As the original instigator of the "annoy translators" meme and code, I 
should jump in here.  
There's clearly a distinction between icons and text, and the prior code 
(the quick TODO hacks) didn't do a good job of acknowledging that. 
In over 90% of cases, the en-US icon we choose *will* be appropriate for 
users in most or all other locales.  Always hiding the right choice behind a 
TODO icon is rude.  I apologize, and am quite relieved that Joaquín has 
added the necessary code to do the Right Thing.  Thanks.  
Strings are somewhat different, insofar as the en-US choice is almost always 
wrong.  The real question is what's the best way to bring specific instances 
of this to the attention of *anyone* who could fix the translation.  Sure we 
have a nice script on the website, but if that hasn't done the job, I'd be 
just as happy if user #43524 of the xx-YY version would know to step up and 
supply the fix.  
Hiding information behind a naked TODO is pretty rude here too, so we ought 
to be able to do better.  The reason I've disliked a totally transparent 
en-US fallback for strings is that it doesn't make clear that we *know* it's 
broken, and would prefer to have a fix.  
Which alternative do people feel strikes the right balance?
1.  silently fall back to en-US
-------------------------------
PROS:  doesn't annoy
CONS:  doesn't annoy, looks broken
2.  localized warning dialog on launch
--------------------------------------
PROS:  annoys once
CONS:  very annoying, not localized
3.  adding an explicit prefix to fallback strings
-------------------------------------------------
For example, you might run across a menu item that said "(en-US) Document" 

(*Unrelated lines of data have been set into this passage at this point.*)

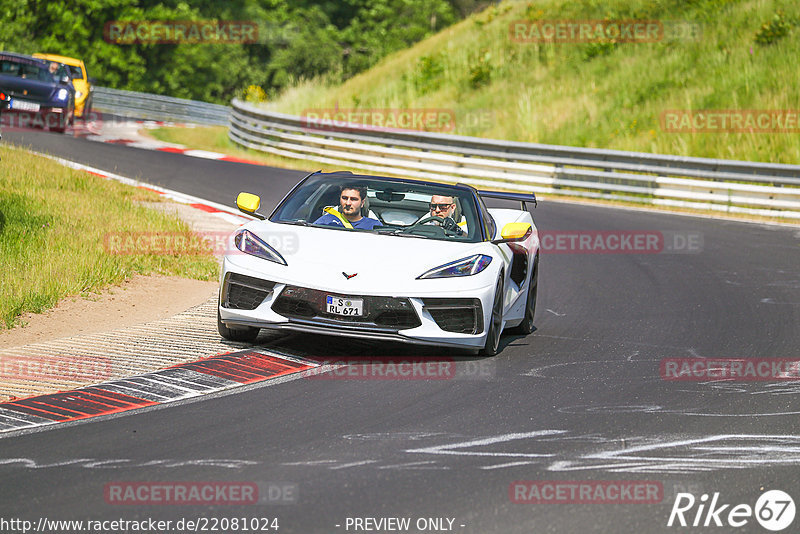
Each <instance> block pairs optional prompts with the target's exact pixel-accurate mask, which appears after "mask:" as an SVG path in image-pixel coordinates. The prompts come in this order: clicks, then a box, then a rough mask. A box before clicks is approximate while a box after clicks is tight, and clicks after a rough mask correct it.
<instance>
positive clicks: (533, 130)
mask: <svg viewBox="0 0 800 534" xmlns="http://www.w3.org/2000/svg"><path fill="white" fill-rule="evenodd" d="M559 20H560V21H565V20H567V21H569V20H573V21H586V20H648V21H653V20H654V21H659V22H661V23H663V24H664V27H665V28H669V31H665V34H664V36H663V38H660V39H658V40H657V41H656V42H617V41H615V40H614V39H604V40H600V41H595V42H562V43H548V42H530V41H529V42H520V41H523V40H524V39H519V38H517V37H516V34H513V33H511V32H512V29H513V28H514V27H515V26H512V25H513V24H514V23H515V21H540V22H547V21H559ZM523 35H529V34H523ZM799 51H800V3H798V2H796V1H795V0H693V1H691V2H687V1H685V0H661V1H652V0H607V1H603V2H596V1H587V2H570V1H568V0H541V1H539V2H535V3H534V2H502V3H500V4H498V5H493V6H491V7H489V8H488V9H486V10H484V11H483V12H481V13H478V14H476V15H473V16H471V17H469V18H468V19H466V20H464V21H462V22H460V23H458V24H456V25H454V26H452V27H450V28H447V29H445V30H443V31H441V32H440V33H438V34H436V35H434V36H432V37H430V38H428V39H426V40H424V41H422V42H420V43H417V44H416V45H414V46H413V47H411V48H409V49H407V50H403V51H400V52H397V53H395V54H392V55H391V56H388V57H387V58H385V59H384V60H383V61H381V62H380V63H379V64H377V65H376V66H375V67H373V68H371V69H370V70H368V71H366V72H364V73H362V74H359V75H358V76H355V77H353V78H351V79H350V80H347V81H346V82H345V83H343V84H341V85H336V84H328V83H326V82H325V80H311V81H306V82H303V83H301V84H299V85H297V86H295V87H293V88H290V89H289V90H287V91H286V92H285V93H284V94H283V95H281V96H280V97H279V98H278V99H277V100H275V101H273V102H269V103H267V104H265V107H266V108H267V109H271V110H274V111H280V112H284V113H291V114H295V115H299V114H302V113H303V112H304V110H317V111H319V110H331V109H345V110H346V109H359V110H367V109H389V110H398V109H399V110H408V109H447V110H451V111H452V112H453V113H454V115H455V124H454V129H453V130H452V131H451V130H448V131H445V133H456V134H461V135H471V136H478V137H487V138H495V139H506V140H514V141H525V142H536V143H545V144H554V145H569V146H578V147H592V148H606V149H617V150H629V151H639V152H652V153H659V154H677V155H682V156H696V157H710V158H723V159H739V160H746V161H764V162H776V163H797V162H800V144H799V143H797V128H796V124H795V123H792V124H795V128H794V130H793V131H791V130H790V131H787V132H780V131H759V130H756V131H755V132H738V133H737V132H733V131H729V130H731V128H728V129H726V128H724V127H719V128H717V127H712V128H711V129H712V131H709V132H705V133H704V132H702V131H696V132H692V131H684V130H682V129H681V130H680V131H678V132H676V131H674V129H671V128H670V127H669V123H666V122H664V119H663V117H665V115H664V114H665V113H666V112H668V111H670V110H678V111H686V112H697V111H698V110H712V111H714V110H716V111H720V110H733V111H735V112H736V111H746V110H780V111H782V112H786V113H787V114H788V115H790V116H791V117H794V118H795V119H796V117H797V111H796V110H797V95H798V94H800V77H797V76H787V73H794V72H797V71H798V68H799V67H800V53H798V52H799ZM709 124H710V123H709ZM717 124H721V123H719V122H718V123H717ZM701 129H702V128H701ZM770 129H771V130H775V129H779V128H776V127H774V126H771V127H770Z"/></svg>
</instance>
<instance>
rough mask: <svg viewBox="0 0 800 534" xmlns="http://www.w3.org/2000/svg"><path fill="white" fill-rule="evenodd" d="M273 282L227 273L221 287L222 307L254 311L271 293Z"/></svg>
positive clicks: (250, 277)
mask: <svg viewBox="0 0 800 534" xmlns="http://www.w3.org/2000/svg"><path fill="white" fill-rule="evenodd" d="M274 286H275V282H270V281H268V280H262V279H260V278H253V277H252V276H245V275H243V274H236V273H228V274H227V275H225V281H224V283H223V286H222V306H223V307H224V308H231V309H234V310H255V309H256V308H258V306H259V305H260V304H261V303H262V302H264V299H265V298H267V296H268V295H269V294H270V292H271V291H272V288H273V287H274Z"/></svg>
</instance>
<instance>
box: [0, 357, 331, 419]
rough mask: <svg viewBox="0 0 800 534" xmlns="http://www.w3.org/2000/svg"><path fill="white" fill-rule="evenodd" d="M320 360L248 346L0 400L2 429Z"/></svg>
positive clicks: (270, 372) (0, 414)
mask: <svg viewBox="0 0 800 534" xmlns="http://www.w3.org/2000/svg"><path fill="white" fill-rule="evenodd" d="M319 366H320V364H319V363H318V362H313V361H308V360H303V359H300V358H294V357H290V356H285V355H278V354H275V353H272V352H266V351H264V350H243V351H239V352H234V353H229V354H221V355H217V356H212V357H210V358H204V359H201V360H197V361H195V362H190V363H182V364H179V365H175V366H173V367H169V368H167V369H161V370H159V371H154V372H152V373H146V374H143V375H139V376H134V377H130V378H125V379H122V380H113V381H110V382H104V383H102V384H98V385H95V386H88V387H83V388H79V389H76V390H73V391H64V392H59V393H51V394H47V395H39V396H34V397H28V398H25V399H20V400H13V401H9V402H3V403H0V433H5V432H13V431H17V430H30V429H32V428H36V427H41V426H45V425H54V424H57V423H68V422H72V421H78V420H83V419H89V418H93V417H100V416H104V415H112V414H118V413H122V412H128V411H132V410H136V409H140V408H147V407H150V406H157V405H162V404H167V403H172V402H177V401H182V400H186V399H190V398H193V397H198V396H202V395H208V394H211V393H216V392H220V391H224V390H227V389H231V388H236V387H240V386H244V385H248V384H254V383H259V382H266V381H273V382H278V381H279V379H280V378H281V377H287V376H289V375H297V376H295V377H292V378H300V377H302V375H300V374H298V373H301V372H302V371H306V370H308V369H313V368H315V367H319Z"/></svg>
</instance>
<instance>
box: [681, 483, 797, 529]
mask: <svg viewBox="0 0 800 534" xmlns="http://www.w3.org/2000/svg"><path fill="white" fill-rule="evenodd" d="M794 515H795V506H794V500H793V499H792V497H791V496H790V495H789V494H788V493H786V492H785V491H781V490H770V491H767V492H764V493H763V494H762V495H761V496H760V497H759V498H758V500H757V501H756V504H755V506H750V505H749V504H737V505H735V506H732V505H731V504H723V503H722V502H721V501H720V497H719V492H714V495H713V496H712V498H711V502H708V494H707V493H704V494H703V495H701V496H700V499H696V498H695V496H694V495H692V494H691V493H678V495H677V496H676V497H675V503H674V504H673V505H672V512H670V514H669V520H668V521H667V526H668V527H671V526H673V525H674V526H681V527H686V526H693V527H711V526H716V527H722V526H727V527H735V528H738V527H743V526H745V525H747V524H748V523H750V522H751V521H752V519H753V517H755V520H756V521H757V522H758V523H759V524H760V525H761V526H762V527H764V528H765V529H767V530H771V531H773V532H778V531H781V530H783V529H785V528H786V527H788V526H789V525H791V524H792V522H793V521H794Z"/></svg>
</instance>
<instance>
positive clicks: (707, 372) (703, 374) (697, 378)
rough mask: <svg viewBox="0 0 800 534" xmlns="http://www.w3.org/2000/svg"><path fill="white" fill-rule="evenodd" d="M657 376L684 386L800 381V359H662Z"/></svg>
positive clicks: (765, 358) (715, 358)
mask: <svg viewBox="0 0 800 534" xmlns="http://www.w3.org/2000/svg"><path fill="white" fill-rule="evenodd" d="M659 372H660V374H661V378H662V379H663V380H668V381H683V382H704V381H707V380H732V381H742V382H748V381H753V382H763V381H771V380H800V358H664V359H662V360H661V363H660V365H659Z"/></svg>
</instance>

or "(translate) Document" instead of the localized "Documento" or whatever.  
PROS:  localized annoyance
CONS:  looks ugly, too
4.  something else
------------------
???
I still like the idea of a self-correcting process, where *one* fr-FR user 
will be sufficiently annoyed to supply the missing translation, but we don't 
piss off everyone else too much to achieve that result.  
Paul
PS:  I'm ashamed to admit that I'm not terribly sympathetic when folks with 
CVS access complain about gaps in the translations they use, instead of just 
fixing them.  That's totally en-US-centric of me, isn't it?